Two forms are the constitutive proteasome, expressed by the majority of cells in the body, and the immunoproteasome, expressed in cells derived from the bone marrow, including T-cells and B-cells, two types of white blood cells.
In addition, this work includes structural analysis of the binding of ONX 0914, a selective inhibitor of the immunoproteasome being developed by Onyx, to proteasome active sites. These findings demonstrate the selectivity of ONX 0914, Onyx's proprietary compound, and support the rational design of new immunoproteasome-specific and dual-targeting inhibitors for the potential treatment of autoimmune disorders and cancer. The article is titled "Immuno- and Constitutive Proteasome Crystal Structures Reveal Differences in Substrate and Inhibitor Specificity."

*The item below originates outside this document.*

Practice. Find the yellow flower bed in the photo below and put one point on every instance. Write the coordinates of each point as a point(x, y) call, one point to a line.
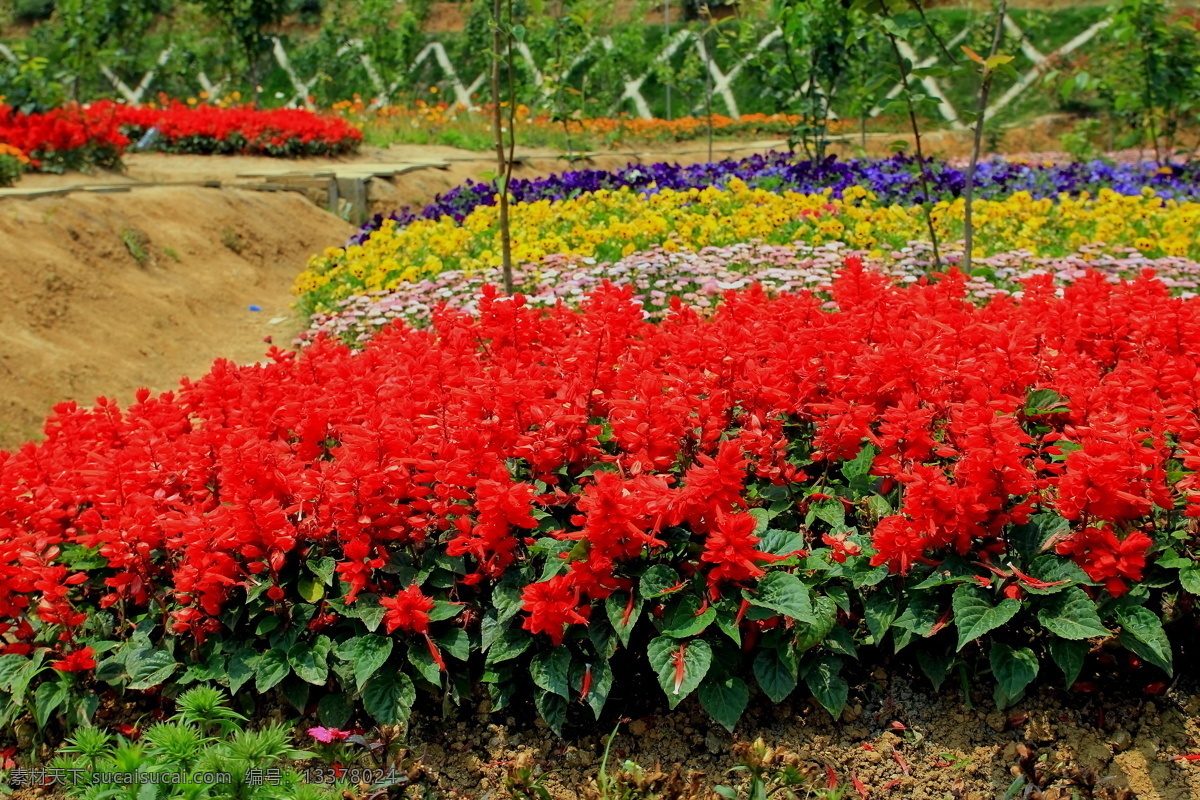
point(609, 224)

"This research demonstrates the molecular basis of the selectivity of ONX 0914 for the immunoproteasome and highlights its potential as a treatment for autoimmune disorders, such as rheumatoid arthritis and lupus. Selective inhibition of the immunoproteasome may provide anti-inflammatory activity while having a minimal effect on the proteasome in other tissues or on normal immune system function," said Christopher J. Kirk, Ph.D., Vice President of Research at Onyx Pharmaceuticals.
Authors included Drs. Eva Huber, Wolfgang Heinemeyer and Michael Groll of the Center for Integrated Protein Science at the Technical University in Munich, Germany; Drs. Michael Basler, Ricarda Schwab and Marcus Groettrup of the University of Constance in Konstanz, Germany; and Dr. Christopher Kirk of Onyx Pharmaceuticals where ONX 0914 is being developed.

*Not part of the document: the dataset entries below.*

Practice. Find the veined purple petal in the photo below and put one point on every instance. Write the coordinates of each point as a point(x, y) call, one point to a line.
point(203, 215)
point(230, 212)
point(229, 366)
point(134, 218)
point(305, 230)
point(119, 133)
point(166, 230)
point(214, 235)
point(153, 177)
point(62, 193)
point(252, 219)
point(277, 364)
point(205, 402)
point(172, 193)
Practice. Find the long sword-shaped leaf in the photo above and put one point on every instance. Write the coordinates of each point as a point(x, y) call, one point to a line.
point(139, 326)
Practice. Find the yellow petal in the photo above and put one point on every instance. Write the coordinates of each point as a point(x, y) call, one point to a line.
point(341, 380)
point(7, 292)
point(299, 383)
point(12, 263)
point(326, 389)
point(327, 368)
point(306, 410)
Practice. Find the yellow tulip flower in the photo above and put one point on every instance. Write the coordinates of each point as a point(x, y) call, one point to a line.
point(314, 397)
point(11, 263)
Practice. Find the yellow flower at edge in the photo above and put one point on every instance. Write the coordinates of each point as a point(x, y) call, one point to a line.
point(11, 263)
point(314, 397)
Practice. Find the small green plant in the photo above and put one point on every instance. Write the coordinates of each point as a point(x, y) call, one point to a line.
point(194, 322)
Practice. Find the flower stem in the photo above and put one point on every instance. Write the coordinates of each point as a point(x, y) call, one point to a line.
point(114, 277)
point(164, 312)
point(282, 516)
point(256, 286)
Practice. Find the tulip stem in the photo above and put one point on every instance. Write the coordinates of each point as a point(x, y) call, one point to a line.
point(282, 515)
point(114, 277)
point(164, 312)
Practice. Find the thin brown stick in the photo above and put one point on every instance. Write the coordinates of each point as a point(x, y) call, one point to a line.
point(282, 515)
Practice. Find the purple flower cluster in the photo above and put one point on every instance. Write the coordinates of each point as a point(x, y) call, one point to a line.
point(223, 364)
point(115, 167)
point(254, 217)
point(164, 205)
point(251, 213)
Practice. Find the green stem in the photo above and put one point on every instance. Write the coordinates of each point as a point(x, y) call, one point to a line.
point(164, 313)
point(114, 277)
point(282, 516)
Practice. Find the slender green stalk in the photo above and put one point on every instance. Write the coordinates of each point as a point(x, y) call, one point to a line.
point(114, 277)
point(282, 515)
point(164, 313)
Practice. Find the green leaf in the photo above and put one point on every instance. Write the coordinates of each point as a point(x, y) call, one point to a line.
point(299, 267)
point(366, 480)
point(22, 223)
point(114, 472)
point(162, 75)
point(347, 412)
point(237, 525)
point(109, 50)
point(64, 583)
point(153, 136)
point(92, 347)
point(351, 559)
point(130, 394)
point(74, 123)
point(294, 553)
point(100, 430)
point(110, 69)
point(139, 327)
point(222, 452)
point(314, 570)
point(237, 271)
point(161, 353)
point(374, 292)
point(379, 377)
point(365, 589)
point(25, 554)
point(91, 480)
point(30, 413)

About ONX 0914 ONX 0914, currently in preclinical development, is a highly selective immunoproteasome inhibitor with potential treatment applications in autoimmune disorders, such as rheumatoid arthritis, inflammatory bowel disease and lupus.
The proteasome is an intracellular complex present in most cells that mediates the degradation of intracellular proteins, including key components of pathways that contribute to cancer cell growth and immune signaling. It is a proven and validated target for therapeutic intervention in oncology, but the side effect profiles of existing inhibitors have restricted the potential of this target for therapeutic intervention in autoimmune diseases. While the majority of cell types in the body express the standard form of the proteasome called the constitutive proteasome, cells of the immune system express a unique form of the proteasome called the immunoproteasome. An immunoproteasome-specific inhibitor may have the potential to selectively target proteasome function in immune cells, with minimal effects on the proteasome in other cells.
ONX 0914 was specifically designed to be a potent inhibitor of the immunoproteasome with minimal cross-reactivity for the constitutive proteasome. Recent evidence suggests that the immunoproteasome regulates the production of several inflammatory cytokines, including Tumor Necrosis Factor-a (TNF-a), Interleukin-6 (IL-6), IL-17, and IL-23. In preclinical models of rheumatoid arthritis and lupus, ONX 0914 blocked progression of these diseases and was generally well-tolerated. Preclinical studies are underway to evaluate the potential of ONX 0914 in the treatment of a range of autoimmune disorders.